Project Summary – PARENT APPLICATION The high prevalence of coexistent sleep and metabolic disorders suggest that these processes are integrated at the molecular level, but mechanisms of this integration are unknown. The recent finding that the AMPK family member SIK3 is a phylogenetically conserved sleep drive regulator combined with our preliminary data showing both reduced sleep and elevated energy stores in animals mutant for the C. elegans SIK homolog kin- 29, suggests that SIKs are key nodes connecting sleep and energy homeostasis. The model motivating this proposal is that SIKs are responsive to the energy level in particular neurons; low energy (i.e. low ATP levels) result in the movement of SIK into the nucleus where, via phosphorylation of a class II HDAC it de-represses genes that signal to promote sleep and energy reserve mobilization. We will test this model using the nematode Caenorhabditis elegans and with the following hypotheses: (1) Cellular energy charge is lower under conditions of increased sleep drive. (2) KIN-29/SIK signals under conditions of low energy to mobilize energy stores and restore cellular ATP levels and sleep. (3) KIN-29/SIK functions acutely in metabolically-responsive sensory neurons that regulate the sleep-inducing ALA and RIS neurons; It functions in the same neurons to regulate fat stores. (4) KIN-29/SIK sleep-promoting activity is controlled by nuclear import, which is regulated by the upstream kinases LKB1 and PKA. Finally, (5) we will pursue an exploratory aim by performing a pilot genetic screen to discover new genes that are required for the reduced sleep phenotype of kin-29 mutants.

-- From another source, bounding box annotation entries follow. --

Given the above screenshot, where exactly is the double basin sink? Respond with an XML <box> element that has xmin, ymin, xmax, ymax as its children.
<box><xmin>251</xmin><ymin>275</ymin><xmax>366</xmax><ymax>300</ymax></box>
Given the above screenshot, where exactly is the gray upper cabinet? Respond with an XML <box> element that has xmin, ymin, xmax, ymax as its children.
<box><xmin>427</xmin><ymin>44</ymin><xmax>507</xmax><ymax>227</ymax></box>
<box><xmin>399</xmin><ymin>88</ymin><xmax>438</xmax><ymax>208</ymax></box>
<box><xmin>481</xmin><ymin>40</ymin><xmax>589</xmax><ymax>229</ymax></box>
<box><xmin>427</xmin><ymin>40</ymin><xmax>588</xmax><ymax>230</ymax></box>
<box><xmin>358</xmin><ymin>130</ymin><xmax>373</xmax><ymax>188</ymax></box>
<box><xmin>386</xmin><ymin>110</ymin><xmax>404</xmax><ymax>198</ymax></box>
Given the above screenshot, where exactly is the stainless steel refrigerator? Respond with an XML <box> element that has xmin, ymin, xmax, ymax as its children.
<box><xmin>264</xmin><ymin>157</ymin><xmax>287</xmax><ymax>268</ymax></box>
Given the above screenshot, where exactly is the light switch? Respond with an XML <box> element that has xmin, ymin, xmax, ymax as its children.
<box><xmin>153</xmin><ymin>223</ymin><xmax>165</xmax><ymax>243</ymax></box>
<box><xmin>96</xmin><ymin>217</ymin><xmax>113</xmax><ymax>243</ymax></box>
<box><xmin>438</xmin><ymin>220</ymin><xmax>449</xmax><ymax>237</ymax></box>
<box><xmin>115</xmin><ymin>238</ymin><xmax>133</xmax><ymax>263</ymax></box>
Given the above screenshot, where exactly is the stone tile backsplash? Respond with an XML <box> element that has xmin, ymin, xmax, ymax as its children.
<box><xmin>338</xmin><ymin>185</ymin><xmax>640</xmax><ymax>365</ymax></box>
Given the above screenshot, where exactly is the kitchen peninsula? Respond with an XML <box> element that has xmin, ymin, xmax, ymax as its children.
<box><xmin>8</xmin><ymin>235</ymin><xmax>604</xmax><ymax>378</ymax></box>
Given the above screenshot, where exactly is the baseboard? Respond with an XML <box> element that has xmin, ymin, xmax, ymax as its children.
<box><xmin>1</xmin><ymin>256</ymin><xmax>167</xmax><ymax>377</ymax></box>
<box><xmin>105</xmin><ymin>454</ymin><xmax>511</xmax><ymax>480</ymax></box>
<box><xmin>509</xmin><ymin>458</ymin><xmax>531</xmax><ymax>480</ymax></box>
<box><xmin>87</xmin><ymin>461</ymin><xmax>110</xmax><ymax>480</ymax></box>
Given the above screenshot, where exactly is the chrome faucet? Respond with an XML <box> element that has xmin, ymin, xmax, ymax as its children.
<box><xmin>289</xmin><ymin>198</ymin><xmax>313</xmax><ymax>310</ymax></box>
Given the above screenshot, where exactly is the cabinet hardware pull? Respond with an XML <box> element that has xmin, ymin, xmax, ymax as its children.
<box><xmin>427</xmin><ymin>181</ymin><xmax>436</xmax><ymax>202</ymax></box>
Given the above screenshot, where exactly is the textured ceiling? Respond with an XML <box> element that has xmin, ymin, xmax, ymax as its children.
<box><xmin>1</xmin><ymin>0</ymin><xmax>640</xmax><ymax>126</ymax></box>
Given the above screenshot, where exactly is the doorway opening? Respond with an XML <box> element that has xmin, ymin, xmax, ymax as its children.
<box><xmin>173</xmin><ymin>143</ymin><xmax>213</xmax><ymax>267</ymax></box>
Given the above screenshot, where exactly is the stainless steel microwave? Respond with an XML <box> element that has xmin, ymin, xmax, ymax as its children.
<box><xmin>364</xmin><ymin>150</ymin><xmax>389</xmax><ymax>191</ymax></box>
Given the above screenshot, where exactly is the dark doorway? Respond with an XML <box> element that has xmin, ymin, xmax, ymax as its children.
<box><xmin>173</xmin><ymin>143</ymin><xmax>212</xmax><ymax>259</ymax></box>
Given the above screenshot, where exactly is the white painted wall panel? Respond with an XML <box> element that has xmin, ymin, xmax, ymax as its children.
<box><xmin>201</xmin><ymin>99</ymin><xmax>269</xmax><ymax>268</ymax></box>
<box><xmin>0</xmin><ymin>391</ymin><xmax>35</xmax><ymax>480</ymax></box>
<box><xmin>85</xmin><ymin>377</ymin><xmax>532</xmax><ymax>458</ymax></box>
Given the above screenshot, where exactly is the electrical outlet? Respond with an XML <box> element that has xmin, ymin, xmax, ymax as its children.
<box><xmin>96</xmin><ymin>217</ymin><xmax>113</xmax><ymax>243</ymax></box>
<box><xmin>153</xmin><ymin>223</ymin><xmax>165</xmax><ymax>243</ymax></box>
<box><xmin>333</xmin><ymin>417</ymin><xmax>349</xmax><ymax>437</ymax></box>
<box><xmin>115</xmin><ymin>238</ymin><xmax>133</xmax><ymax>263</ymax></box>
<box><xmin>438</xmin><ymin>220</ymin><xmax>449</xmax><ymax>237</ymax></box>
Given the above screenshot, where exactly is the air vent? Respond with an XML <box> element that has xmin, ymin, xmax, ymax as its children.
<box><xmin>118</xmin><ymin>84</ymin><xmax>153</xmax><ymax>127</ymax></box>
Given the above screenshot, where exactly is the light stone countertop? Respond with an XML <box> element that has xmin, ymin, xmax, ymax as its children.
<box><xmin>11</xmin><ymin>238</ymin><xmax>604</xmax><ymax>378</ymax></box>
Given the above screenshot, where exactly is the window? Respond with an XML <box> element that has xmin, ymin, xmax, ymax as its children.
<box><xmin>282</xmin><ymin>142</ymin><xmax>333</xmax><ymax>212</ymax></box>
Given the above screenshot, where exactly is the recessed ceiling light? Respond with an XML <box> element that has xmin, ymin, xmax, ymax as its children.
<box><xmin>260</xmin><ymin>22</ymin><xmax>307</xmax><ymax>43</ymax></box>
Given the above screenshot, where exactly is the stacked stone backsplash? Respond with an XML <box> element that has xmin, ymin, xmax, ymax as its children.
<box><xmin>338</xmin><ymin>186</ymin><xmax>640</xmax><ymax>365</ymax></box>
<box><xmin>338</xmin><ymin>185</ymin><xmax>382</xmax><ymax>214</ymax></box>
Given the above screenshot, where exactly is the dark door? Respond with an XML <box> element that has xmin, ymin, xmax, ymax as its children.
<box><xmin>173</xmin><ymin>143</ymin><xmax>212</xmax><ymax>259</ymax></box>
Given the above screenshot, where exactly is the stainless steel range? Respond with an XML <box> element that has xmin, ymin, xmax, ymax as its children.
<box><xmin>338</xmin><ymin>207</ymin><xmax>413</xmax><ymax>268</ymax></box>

Experiments in aims 1-4 will illuminate the molecular and cellular mechanism by which SIKs function to regulate animal sleep and energetic stores. Aim 5, in which we will identify new sleep genes, will provide a bridge into the next set of hypotheses regarding mechanisms of sleepiness. Lessons gained from the nematode can motivate focused experiments in mammals, and will inform our understanding of patients with disorders of sleep regulation.

项目摘要 - 家长申请 睡眠和代谢紊乱共存的高患病率表明这些过程是整合的 AMPK 是在分子水平上进行的，但这种整合的机制尚不清楚。 结合我们的初步数据，家族成员 SIK3 是系统发育上保守的睡眠驱动调节因子 显示线虫 SIK 同源基因突变体动物的睡眠减少和能量储存增加 29，表明 SIK 是连接睡眠和能量稳态的关键节点，该模型促进了这一点。 提议是 SIK 对特定神经元的能量水平有反应； 导致 SIK 移动到细胞核中，通过 II 类 HDAC 的磷酸化，它会解除抑制 我们将使用促进睡眠和能量储备动员的基因来测试该模型。 (1) 细胞能量消耗较低 (2)低能量条件下KIN-29/SIK信号动员能量 (3) KIN-29/SIK 在代谢反应中发挥敏锐的作用 调节睡眠诱导 ALA 和 RIS 神经元的感觉神经元 (4) KIN-29/SIK促睡眠活性受核输入控制，受调控 最后，(5) 我们将通过进行试点来实现探索性目标。 基因筛选以发现 kin-29 突变体睡眠表型减少所需的新基因。 目标 1-4 中的实验将阐明 SIK 发挥作用的分子和细胞机制 目标 5（我们将在其中识别新的睡眠基因）将提供调节动物睡眠和能量储存的方法。 过渡到下一组有关嗜睡机制的假设。 线虫可以激发在哺乳动物身上进行集中实验，并将帮助我们了解患有线虫病的患者 睡眠调节障碍。